You saw a Datasette plugin earlier when I installed the bplist plugin. Another plugin I wrote is called Datasette Vega. It gives you simple charting options, so we can say I want a bar chart that plots the date on the X axis against the number of cases on the Y axis. And now we've got a chart of cases over time in this particular county in the state of Tennessee.

A couple of other things you can do: You can export the data back out again so I could get this data as JSON if I want to load this programmatically into something, and get it out as CSV if I want to load it into something like Microsoft Excel.

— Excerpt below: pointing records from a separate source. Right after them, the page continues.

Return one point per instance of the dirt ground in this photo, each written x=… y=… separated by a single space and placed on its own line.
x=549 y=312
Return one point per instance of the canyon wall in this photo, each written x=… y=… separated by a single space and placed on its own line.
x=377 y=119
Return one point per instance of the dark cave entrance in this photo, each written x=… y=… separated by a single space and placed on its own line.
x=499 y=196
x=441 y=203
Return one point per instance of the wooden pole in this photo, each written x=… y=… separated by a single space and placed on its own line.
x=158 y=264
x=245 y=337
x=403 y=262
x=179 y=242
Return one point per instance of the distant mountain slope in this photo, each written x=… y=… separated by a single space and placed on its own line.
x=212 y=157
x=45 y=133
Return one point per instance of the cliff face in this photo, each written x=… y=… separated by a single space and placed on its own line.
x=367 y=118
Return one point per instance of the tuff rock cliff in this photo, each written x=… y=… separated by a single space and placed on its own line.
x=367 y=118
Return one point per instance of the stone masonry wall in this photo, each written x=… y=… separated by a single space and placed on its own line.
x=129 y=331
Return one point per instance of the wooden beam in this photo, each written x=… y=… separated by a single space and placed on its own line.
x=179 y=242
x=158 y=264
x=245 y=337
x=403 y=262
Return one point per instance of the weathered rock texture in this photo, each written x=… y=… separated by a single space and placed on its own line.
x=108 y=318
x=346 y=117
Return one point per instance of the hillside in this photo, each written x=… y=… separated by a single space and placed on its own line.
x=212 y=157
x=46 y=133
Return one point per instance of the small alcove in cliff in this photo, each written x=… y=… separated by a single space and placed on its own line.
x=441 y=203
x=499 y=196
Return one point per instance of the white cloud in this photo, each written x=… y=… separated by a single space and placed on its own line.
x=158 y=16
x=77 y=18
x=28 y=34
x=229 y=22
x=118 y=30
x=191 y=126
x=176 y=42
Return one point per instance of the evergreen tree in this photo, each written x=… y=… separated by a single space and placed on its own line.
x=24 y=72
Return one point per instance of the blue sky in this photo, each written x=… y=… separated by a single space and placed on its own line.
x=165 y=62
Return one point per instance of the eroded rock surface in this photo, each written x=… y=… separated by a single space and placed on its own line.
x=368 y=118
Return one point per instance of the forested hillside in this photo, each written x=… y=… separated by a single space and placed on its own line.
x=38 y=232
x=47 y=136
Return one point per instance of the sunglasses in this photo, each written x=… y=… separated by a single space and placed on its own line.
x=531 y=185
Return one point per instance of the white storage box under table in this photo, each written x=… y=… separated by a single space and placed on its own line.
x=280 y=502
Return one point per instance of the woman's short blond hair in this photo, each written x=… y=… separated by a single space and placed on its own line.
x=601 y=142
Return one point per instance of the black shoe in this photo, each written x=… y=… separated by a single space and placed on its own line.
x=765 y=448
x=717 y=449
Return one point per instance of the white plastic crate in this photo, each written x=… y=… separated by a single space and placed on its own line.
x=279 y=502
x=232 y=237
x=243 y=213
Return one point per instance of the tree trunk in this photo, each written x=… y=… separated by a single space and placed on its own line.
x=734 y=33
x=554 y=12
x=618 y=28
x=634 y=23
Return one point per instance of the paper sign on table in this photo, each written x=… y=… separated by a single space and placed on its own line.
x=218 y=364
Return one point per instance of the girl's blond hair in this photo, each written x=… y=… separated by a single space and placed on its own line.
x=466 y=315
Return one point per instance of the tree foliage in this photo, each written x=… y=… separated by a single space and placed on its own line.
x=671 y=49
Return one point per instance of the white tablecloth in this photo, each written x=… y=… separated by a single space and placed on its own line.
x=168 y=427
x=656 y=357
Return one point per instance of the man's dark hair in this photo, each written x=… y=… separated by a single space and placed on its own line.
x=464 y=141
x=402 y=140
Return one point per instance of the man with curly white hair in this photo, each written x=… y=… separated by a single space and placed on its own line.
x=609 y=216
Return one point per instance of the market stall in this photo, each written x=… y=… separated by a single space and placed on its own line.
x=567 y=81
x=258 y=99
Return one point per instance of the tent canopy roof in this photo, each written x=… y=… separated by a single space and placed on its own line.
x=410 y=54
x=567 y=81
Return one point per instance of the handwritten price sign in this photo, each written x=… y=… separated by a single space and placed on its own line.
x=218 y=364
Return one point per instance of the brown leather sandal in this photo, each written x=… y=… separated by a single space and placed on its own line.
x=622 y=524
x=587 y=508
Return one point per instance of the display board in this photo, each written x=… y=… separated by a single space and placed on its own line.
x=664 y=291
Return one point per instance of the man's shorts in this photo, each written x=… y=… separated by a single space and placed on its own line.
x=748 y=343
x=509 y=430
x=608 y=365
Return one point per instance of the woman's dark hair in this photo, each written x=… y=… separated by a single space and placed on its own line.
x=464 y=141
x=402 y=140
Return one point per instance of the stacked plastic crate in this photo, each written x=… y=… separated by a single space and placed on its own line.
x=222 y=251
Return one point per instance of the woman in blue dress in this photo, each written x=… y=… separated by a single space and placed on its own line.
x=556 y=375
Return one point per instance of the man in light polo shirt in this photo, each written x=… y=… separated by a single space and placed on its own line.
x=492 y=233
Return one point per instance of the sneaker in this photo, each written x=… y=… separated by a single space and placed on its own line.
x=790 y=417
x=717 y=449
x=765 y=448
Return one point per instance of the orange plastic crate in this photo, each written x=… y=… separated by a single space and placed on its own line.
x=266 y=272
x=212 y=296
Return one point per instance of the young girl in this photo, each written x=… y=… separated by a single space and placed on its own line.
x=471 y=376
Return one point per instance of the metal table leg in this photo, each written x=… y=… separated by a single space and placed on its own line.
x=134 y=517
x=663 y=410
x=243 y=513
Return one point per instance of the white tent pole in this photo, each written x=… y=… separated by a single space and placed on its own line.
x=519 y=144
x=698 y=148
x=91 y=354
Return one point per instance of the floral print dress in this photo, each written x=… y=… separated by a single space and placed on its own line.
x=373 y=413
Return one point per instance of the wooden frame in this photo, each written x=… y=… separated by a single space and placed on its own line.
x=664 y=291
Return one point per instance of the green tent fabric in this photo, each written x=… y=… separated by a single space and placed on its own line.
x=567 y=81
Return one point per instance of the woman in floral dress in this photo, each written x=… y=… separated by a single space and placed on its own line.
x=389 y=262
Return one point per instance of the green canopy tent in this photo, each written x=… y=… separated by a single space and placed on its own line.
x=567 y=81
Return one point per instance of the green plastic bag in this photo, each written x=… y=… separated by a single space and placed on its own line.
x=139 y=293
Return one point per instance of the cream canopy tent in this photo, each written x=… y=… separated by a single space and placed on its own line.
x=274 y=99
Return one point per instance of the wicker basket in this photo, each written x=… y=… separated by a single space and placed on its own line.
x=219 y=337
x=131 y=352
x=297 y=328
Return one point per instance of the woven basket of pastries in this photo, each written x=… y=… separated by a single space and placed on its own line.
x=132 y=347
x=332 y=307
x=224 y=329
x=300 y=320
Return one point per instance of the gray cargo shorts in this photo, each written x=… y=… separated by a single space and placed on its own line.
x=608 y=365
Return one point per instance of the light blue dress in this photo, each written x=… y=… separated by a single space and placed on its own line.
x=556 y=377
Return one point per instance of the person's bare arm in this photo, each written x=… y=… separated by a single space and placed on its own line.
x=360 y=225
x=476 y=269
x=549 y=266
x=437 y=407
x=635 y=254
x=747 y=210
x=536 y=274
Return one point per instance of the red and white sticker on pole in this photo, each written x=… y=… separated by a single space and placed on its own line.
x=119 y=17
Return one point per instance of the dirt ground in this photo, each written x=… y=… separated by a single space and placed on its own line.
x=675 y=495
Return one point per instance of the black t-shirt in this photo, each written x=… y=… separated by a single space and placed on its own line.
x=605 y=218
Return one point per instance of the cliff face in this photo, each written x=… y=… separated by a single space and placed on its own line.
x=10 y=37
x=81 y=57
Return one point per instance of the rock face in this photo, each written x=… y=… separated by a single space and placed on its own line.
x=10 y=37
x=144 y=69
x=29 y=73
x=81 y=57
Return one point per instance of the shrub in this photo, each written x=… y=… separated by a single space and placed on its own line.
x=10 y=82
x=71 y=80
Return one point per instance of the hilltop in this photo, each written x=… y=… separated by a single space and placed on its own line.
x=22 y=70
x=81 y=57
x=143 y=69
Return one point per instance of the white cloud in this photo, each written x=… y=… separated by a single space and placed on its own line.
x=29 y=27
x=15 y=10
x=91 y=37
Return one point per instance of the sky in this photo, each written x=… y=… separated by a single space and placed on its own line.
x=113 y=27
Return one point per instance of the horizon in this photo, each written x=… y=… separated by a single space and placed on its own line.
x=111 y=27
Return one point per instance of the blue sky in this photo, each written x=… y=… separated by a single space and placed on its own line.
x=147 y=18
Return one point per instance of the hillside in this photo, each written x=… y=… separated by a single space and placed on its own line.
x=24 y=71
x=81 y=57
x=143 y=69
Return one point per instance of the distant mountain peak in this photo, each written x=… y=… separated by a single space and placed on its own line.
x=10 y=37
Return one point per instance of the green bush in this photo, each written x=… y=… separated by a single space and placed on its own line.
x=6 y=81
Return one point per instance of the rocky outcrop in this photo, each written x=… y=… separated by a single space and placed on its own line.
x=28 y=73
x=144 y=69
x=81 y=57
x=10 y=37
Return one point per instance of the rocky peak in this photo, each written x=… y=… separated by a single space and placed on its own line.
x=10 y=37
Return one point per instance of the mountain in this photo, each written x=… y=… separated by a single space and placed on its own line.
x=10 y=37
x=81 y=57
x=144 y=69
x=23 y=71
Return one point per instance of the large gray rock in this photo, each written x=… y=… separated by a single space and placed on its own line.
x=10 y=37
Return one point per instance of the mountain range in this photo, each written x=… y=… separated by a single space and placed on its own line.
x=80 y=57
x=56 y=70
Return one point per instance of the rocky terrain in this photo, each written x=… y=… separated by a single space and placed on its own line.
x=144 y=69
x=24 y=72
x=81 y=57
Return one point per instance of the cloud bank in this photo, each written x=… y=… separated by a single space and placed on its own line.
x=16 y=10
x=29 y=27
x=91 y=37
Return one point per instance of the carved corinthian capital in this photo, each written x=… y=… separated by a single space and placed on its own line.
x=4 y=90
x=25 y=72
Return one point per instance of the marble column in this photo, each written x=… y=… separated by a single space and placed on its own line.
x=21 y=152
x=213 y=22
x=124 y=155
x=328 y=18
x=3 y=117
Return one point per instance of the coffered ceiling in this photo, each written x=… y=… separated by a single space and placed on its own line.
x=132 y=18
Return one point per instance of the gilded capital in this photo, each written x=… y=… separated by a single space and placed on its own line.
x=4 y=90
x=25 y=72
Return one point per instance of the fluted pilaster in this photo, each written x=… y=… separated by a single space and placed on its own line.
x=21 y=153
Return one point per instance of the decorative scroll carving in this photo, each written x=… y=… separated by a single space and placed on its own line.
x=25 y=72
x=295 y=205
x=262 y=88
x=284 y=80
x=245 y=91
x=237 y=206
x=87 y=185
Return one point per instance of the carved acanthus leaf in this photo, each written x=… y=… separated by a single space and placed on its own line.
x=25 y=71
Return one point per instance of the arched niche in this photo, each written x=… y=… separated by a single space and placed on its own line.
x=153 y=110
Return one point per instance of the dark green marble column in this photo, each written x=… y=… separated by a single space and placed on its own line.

I can actually export it as YAML because there's an experimental plugin I've been building that does a YAML export. And then, more importantly, you can view and edit the SQL query that was used for this page.

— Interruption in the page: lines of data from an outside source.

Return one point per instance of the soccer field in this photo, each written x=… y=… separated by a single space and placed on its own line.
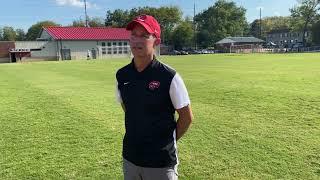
x=256 y=117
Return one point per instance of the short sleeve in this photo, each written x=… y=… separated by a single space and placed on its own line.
x=118 y=95
x=178 y=93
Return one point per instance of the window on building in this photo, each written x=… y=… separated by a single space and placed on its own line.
x=114 y=47
x=120 y=47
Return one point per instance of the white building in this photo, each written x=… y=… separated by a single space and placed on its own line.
x=69 y=43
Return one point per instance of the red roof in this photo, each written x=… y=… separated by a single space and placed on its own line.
x=88 y=33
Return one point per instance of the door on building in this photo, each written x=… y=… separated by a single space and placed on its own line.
x=13 y=57
x=94 y=54
x=66 y=54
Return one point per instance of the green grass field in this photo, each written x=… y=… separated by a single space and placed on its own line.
x=256 y=117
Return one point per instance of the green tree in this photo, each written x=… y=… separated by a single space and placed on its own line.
x=168 y=17
x=117 y=18
x=222 y=19
x=34 y=30
x=92 y=22
x=269 y=24
x=96 y=22
x=182 y=35
x=316 y=32
x=1 y=34
x=9 y=34
x=304 y=15
x=21 y=35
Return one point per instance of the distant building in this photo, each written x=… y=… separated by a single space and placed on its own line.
x=69 y=43
x=230 y=44
x=286 y=38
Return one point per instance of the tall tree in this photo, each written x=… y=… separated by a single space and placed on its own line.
x=93 y=22
x=182 y=35
x=1 y=34
x=304 y=15
x=21 y=35
x=168 y=17
x=316 y=32
x=9 y=34
x=34 y=30
x=117 y=18
x=268 y=24
x=222 y=19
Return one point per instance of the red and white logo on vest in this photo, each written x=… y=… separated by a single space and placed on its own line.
x=154 y=85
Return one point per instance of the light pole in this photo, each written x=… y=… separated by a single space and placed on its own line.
x=85 y=12
x=194 y=26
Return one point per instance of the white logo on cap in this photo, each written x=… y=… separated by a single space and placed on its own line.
x=141 y=18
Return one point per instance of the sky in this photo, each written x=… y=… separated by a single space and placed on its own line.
x=24 y=13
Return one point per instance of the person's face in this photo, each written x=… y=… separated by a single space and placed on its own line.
x=141 y=42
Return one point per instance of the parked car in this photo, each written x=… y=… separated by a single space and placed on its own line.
x=184 y=52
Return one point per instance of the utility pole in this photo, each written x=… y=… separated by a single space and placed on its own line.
x=260 y=23
x=194 y=26
x=85 y=12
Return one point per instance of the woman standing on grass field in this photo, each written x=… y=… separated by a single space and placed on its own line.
x=150 y=92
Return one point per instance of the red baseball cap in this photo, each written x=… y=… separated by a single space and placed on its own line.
x=148 y=22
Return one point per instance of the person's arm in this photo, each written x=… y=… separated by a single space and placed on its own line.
x=184 y=121
x=181 y=102
x=119 y=98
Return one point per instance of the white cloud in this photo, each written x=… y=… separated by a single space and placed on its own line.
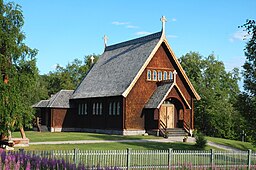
x=239 y=36
x=131 y=26
x=120 y=23
x=142 y=33
x=54 y=66
x=172 y=36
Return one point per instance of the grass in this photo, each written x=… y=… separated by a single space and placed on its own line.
x=118 y=146
x=232 y=143
x=67 y=136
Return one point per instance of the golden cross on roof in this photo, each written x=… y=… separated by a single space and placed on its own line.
x=163 y=20
x=105 y=38
x=92 y=59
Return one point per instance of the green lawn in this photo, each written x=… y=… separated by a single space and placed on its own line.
x=118 y=146
x=233 y=143
x=66 y=136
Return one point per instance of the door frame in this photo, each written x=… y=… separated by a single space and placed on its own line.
x=169 y=115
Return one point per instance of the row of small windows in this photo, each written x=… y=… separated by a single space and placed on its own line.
x=82 y=109
x=159 y=75
x=114 y=108
x=97 y=109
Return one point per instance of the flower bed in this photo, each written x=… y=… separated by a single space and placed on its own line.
x=21 y=161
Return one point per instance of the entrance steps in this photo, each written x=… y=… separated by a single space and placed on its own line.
x=173 y=132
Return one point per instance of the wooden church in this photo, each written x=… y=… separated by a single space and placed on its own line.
x=136 y=87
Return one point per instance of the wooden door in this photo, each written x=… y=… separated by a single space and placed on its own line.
x=167 y=115
x=170 y=116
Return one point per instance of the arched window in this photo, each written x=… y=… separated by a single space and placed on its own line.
x=110 y=108
x=160 y=76
x=94 y=108
x=149 y=75
x=100 y=109
x=118 y=108
x=165 y=75
x=154 y=75
x=114 y=108
x=170 y=75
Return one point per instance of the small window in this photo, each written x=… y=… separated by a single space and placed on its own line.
x=93 y=109
x=110 y=108
x=114 y=108
x=79 y=109
x=100 y=109
x=85 y=109
x=82 y=109
x=97 y=108
x=170 y=75
x=160 y=76
x=118 y=108
x=165 y=75
x=154 y=75
x=149 y=75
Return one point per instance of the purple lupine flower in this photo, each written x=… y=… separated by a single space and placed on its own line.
x=17 y=166
x=3 y=155
x=28 y=165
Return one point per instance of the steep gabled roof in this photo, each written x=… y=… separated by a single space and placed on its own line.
x=121 y=65
x=117 y=68
x=58 y=100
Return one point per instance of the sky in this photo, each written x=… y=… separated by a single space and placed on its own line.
x=63 y=30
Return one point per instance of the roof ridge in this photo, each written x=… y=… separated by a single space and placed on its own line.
x=133 y=41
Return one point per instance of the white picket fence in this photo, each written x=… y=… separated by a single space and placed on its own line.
x=155 y=159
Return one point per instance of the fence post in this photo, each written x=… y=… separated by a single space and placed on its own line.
x=75 y=155
x=249 y=159
x=212 y=158
x=128 y=158
x=169 y=158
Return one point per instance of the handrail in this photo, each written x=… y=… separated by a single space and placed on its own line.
x=186 y=126
x=162 y=128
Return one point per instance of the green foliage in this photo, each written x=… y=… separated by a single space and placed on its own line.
x=247 y=100
x=200 y=140
x=18 y=66
x=214 y=113
x=67 y=77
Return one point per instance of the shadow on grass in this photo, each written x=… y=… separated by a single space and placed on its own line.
x=163 y=145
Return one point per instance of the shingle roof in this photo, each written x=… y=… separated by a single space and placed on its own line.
x=58 y=100
x=158 y=95
x=116 y=68
x=42 y=103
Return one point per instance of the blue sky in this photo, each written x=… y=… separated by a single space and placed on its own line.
x=63 y=30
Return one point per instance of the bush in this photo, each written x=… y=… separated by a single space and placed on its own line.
x=200 y=140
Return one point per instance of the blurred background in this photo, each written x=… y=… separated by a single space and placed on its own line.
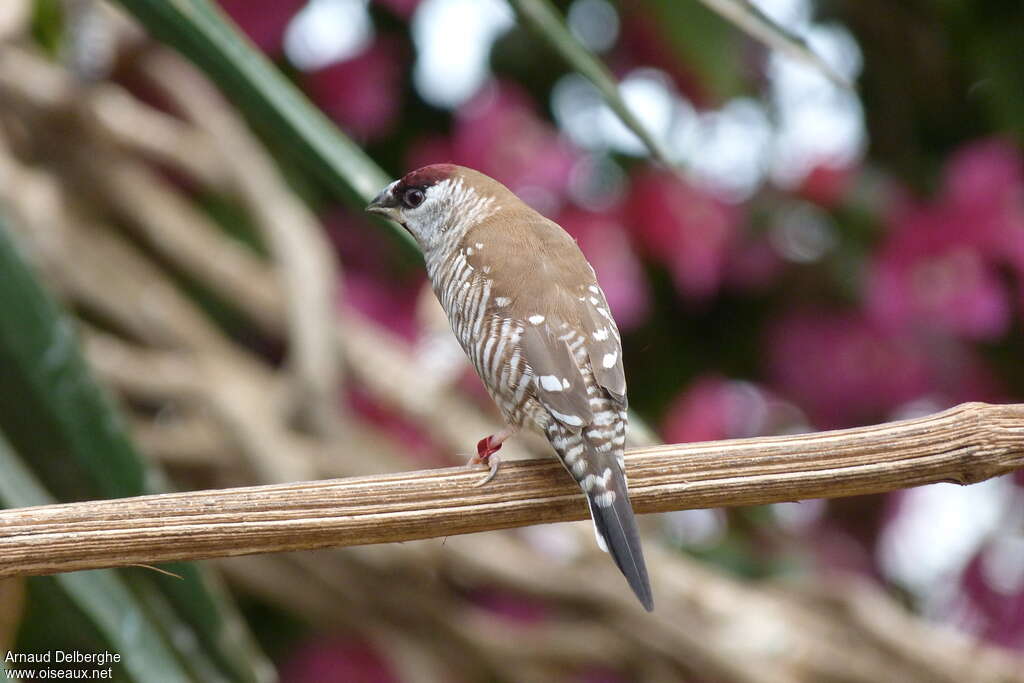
x=827 y=257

Now this is one of the interesting things about publishing read-only data: because the data as read only and it's opened in a special read only mode, people executing SQL queries can't cause any damage to that database. So SQL injection which in most web applications is a serious security vulnerability for us, becomes a feature.

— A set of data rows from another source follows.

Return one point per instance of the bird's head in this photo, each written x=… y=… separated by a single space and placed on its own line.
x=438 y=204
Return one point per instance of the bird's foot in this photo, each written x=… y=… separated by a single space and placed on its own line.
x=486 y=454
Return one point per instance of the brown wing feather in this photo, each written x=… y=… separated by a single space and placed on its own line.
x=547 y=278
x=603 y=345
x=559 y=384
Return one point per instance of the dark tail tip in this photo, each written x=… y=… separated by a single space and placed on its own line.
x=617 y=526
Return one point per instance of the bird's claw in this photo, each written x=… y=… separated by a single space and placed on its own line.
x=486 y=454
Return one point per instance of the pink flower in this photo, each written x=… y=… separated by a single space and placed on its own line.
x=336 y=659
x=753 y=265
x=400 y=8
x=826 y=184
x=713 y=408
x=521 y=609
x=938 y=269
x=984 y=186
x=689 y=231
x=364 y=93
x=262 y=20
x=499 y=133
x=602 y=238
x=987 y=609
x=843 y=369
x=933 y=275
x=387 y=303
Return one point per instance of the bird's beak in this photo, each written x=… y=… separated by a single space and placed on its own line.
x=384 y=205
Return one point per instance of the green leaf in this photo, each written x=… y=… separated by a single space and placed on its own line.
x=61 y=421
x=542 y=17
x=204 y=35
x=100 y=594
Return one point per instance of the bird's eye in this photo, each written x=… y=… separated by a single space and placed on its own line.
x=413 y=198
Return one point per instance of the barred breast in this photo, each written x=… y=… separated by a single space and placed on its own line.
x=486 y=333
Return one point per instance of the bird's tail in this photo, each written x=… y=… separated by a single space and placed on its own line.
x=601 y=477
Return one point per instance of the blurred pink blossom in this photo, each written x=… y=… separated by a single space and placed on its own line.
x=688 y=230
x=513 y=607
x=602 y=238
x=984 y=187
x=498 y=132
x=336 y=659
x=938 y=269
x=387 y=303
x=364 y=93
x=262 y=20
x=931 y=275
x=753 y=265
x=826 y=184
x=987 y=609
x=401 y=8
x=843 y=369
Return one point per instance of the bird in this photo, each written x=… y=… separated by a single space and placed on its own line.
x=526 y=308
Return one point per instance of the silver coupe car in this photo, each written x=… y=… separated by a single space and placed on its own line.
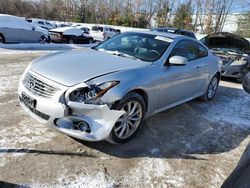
x=106 y=92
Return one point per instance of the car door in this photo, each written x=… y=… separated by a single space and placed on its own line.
x=181 y=83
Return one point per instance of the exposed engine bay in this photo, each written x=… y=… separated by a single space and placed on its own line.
x=234 y=52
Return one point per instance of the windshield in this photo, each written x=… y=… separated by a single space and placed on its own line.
x=144 y=47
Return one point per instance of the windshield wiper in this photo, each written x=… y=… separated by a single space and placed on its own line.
x=123 y=55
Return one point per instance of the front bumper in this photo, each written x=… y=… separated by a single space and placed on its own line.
x=54 y=113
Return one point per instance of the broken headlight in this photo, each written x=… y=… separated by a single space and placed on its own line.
x=91 y=94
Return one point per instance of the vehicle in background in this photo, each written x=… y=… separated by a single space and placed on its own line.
x=118 y=31
x=62 y=24
x=175 y=31
x=100 y=33
x=106 y=92
x=234 y=52
x=70 y=35
x=246 y=83
x=14 y=29
x=41 y=23
x=86 y=30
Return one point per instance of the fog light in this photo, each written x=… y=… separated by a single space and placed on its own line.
x=83 y=126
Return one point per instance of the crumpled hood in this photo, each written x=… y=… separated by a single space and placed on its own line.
x=226 y=40
x=76 y=66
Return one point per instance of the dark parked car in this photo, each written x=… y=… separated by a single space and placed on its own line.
x=175 y=31
x=234 y=52
x=246 y=83
x=14 y=29
x=70 y=35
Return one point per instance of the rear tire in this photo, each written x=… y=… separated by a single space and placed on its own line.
x=91 y=41
x=71 y=41
x=2 y=39
x=128 y=124
x=211 y=89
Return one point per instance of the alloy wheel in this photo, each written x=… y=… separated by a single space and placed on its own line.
x=128 y=123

We could say I just want back the data on the cases and the deaths columns - I'm gonna hit "run SQL" and now I'm getting back just that data that I requested, and I could export that data back out again as JSON or CSV. So this becomes a really powerful way of remixing and slicing and dicing data and then getting it back out again in a format that I can use somewhere else.

So that's all well and good. But the obvious question is, how do you get this data into a SQLite file in the first place? So I'm gonna show you a demo using one of my favourite pieces of data of all time. This is the results of the 2018 New York Central Park squirrel census, where a bunch of volunteers went out and tried to answer the crucial question: "How many squirrels are there in Central Park?".

And this is published as a CSV file, it's got 3,023 rows. Each row is a squirrel. And we can export that out and get back CSV. So I've got the file here. I'm gonna turn it into a SQLite database.

I have a tool I wrote called csvs-to-sqlite, which takes a CSV file - or multiple CSV files - and turns them into, or loads them into SQLite. So here we go, I've run that command and and now I have squirrels.db, which is a SQLite database.

csvs-to-sqlite 2018_Central_Park_Squirrel_Census_-_Squirrel_Data.csv squirrels.db

If I run sqlite3 squirrels.db .schema, it'll show me the schema - and it is indeed a table with columns for squirrels with unique squirrel IDS and which hectare they're in and all of that kind of stuff.

datasette squirrels.db

And so now that we've done that, I can run datasette squirrels.db and start up Datasette and I can see that data in my browser. And here we go here, here are 3,000 rows of squirrel data.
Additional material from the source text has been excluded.